The Romanian Photovoltaic Industry Association (RPIA) and the Romanian Wind Energy Association (RWEA) representing producers, developers, service providers, and equipment suppliers in the renewable energy sector, asked the Romanian government to provide more predictability in the allocation of public support for their projects.
The joint statement of the associations comes after government officials hinted that the distribution of the CfD (Contract for Difference) support scheme between wind and solar energy will be revised to the benefit of the wind farms as a large number of solar projects are already financed under other schemes such as the Resilience Facility or the Modernisation Fund. Initially, the government announced an equal slit of the CfD scheme between the wind and solar projects.
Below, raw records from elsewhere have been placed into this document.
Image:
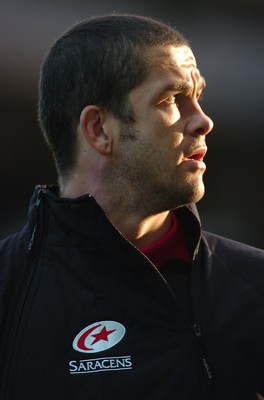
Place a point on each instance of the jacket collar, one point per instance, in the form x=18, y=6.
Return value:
x=81, y=220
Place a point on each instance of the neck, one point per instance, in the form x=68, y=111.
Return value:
x=136, y=223
x=142, y=231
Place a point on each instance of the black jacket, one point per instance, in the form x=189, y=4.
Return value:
x=85, y=315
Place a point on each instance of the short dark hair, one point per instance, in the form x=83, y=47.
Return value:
x=98, y=61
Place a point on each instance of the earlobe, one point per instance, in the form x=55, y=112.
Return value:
x=91, y=124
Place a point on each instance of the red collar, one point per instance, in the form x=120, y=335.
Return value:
x=171, y=245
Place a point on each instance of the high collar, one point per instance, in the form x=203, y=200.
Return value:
x=81, y=221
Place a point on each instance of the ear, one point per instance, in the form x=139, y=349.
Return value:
x=91, y=124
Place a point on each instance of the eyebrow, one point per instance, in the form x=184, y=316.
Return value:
x=180, y=85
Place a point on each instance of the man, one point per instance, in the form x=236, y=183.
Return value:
x=112, y=291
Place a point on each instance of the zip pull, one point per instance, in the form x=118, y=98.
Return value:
x=37, y=207
x=205, y=364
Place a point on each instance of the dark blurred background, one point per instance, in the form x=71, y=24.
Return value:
x=228, y=40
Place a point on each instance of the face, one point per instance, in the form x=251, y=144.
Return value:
x=160, y=155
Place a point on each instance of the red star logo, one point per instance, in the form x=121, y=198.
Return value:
x=103, y=335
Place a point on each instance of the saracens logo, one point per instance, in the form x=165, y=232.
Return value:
x=99, y=336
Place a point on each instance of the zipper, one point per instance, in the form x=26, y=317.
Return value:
x=197, y=327
x=21, y=300
x=35, y=228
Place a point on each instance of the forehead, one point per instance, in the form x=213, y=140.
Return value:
x=173, y=64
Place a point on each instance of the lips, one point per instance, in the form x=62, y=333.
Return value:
x=196, y=154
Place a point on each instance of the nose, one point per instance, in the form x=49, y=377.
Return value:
x=199, y=123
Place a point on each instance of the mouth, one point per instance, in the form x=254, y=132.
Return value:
x=194, y=159
x=197, y=155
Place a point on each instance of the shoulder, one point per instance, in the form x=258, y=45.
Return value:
x=223, y=245
x=230, y=257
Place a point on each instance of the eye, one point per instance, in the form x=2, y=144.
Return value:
x=199, y=97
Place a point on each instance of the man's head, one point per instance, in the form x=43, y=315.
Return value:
x=99, y=61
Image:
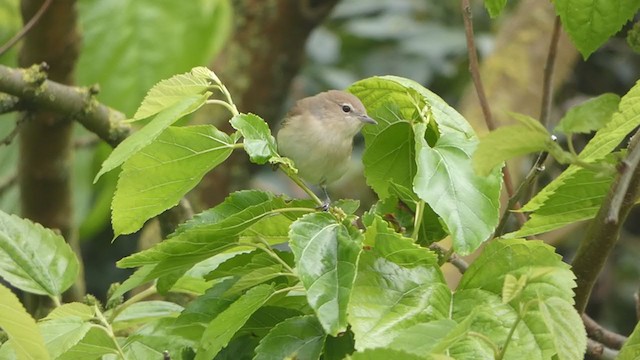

However, the associations of investors imply, even directly, that the projects that received financing under the Resilience Facility and the Modernisation Fund may not be developed.
“RES development is a competitive process involving several factors, such as economic considerations, land availability, environmental impact, and grid connection, against the backdrop of an unpredictable legislative framework. Therefore, the existence of projects that have won calls for European funds is not an indicator of the number of MW that will be built and operational,” the associations said
Romania will extend over EUR 3 billion in subsidies to new solar and onshore wind production capacities under a contract for difference (CfD) mechanism to encourage new investments.
Romania plans to finance the CfD scheme from the Modernisation Fund. Past schemes for green energy were financed directly by the end-consumers.
However, it is not sure that the EUR 3 billion earmarked for the CfD scheme will be enough to cover the 5GW of projects.